Em se tratando de direito à gratuidade de justiça pleiteado pelo menor, é apropriado que, inicialmente, incida a regra do art. 99, §3º, do novo CPC, deferindo-se o benefício ao menor em razão da presunção de sua insuficiência de recursos decorrente de sua alegação, ressalvando-se, todavia, a possibilidade de o réu demonstrar, com base no art. 99, §2º, do novo CPC, a posteriori, a ausência dos pressupostos legais que justificam a gratuidade, pleiteando, em razão disso, a revogação do benefício concedido.
Essa forma de encadeamento dos atos processuais privilegia, a um só tempo, o princípio da inafastabilidade da jurisdição, pois não impede o imediato ajuizamento da ação e a prática de atos processuais eventualmente indispensáveis à tutela do direito vindicado, e também o princípio do contraditório, pois permite ao réu que produza prova, ainda que indiciária, de que não se trata de hipótese de concessão do benefício.
Deve também ser levada em consideração a natureza do direito material que é objeto da ação e, nesse contexto, não há dúvida de que não pode existir restrição injustificada ao exercício do direito de ação em que se busque o adimplemento de obrigação de natureza alimentar.

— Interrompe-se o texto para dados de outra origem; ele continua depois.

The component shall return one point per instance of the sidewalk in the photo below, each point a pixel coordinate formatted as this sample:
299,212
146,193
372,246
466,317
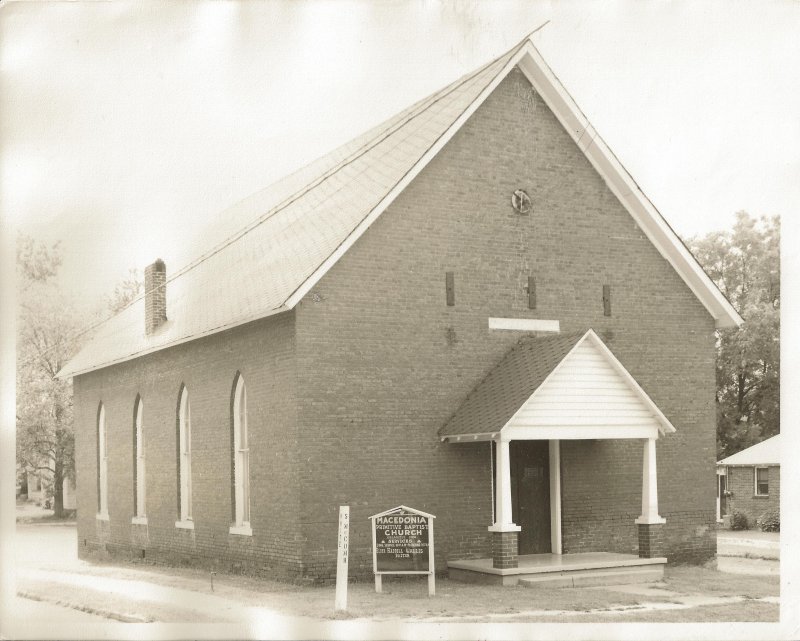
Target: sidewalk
49,571
752,544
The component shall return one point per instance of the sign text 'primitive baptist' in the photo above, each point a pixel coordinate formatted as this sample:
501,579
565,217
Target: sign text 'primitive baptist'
401,543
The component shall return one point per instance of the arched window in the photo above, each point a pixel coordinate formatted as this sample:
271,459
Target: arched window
241,459
184,459
138,460
102,463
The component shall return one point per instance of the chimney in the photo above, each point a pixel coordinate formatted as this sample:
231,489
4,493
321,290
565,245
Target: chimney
155,296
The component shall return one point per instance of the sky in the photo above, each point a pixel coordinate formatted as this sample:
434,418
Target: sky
126,128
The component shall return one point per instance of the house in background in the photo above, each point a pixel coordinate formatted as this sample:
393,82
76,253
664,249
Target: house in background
750,480
472,309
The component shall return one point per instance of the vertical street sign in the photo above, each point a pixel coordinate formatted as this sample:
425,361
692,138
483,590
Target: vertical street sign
343,553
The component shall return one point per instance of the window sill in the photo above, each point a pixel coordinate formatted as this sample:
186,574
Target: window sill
242,530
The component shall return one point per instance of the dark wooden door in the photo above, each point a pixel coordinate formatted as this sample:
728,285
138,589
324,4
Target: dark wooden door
723,500
530,495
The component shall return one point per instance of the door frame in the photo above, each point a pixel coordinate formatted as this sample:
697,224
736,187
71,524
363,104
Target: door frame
554,450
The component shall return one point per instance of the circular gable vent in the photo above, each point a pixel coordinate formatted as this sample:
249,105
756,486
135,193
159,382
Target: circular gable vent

Com efeito, o fato de a representante legal das partes possuir atividade remunerada e o elevado valor da obrigação alimentar que é objeto da execução não podem, por si só, servir de empeço à concessão da gratuidade de justiça aos menores credores dos alimentos.

PROCESSO
REsp 1.835.778-PR, Rel. Min. Marco Aurélio Bellizze, Terceira Turma, por unanimidade, julgado em 04/02/2020, DJe 06/02/2020
RAMO DO DIREITO
DIREITO PROCESSUAL CIVIL
TEMA
Cumprimento de sentença. Pedido de inclusão do nome do executado em cadastro de inadimplentes, nos termos do art. 782 § 3º, do CPC/2015. Exigência de prévia recusa administrativa dos órgãos de proteção ao crédito. Desnecessidade.
DESTAQUE
O requerimento de inclusão do nome do executado em cadastros de inadimplentes, nos termos do que dispõe o art. 782, § 3º, do CPC/2015, não depende da comprovação de prévia recusa administrativa das entidades mantenedoras do respectivo cadastro.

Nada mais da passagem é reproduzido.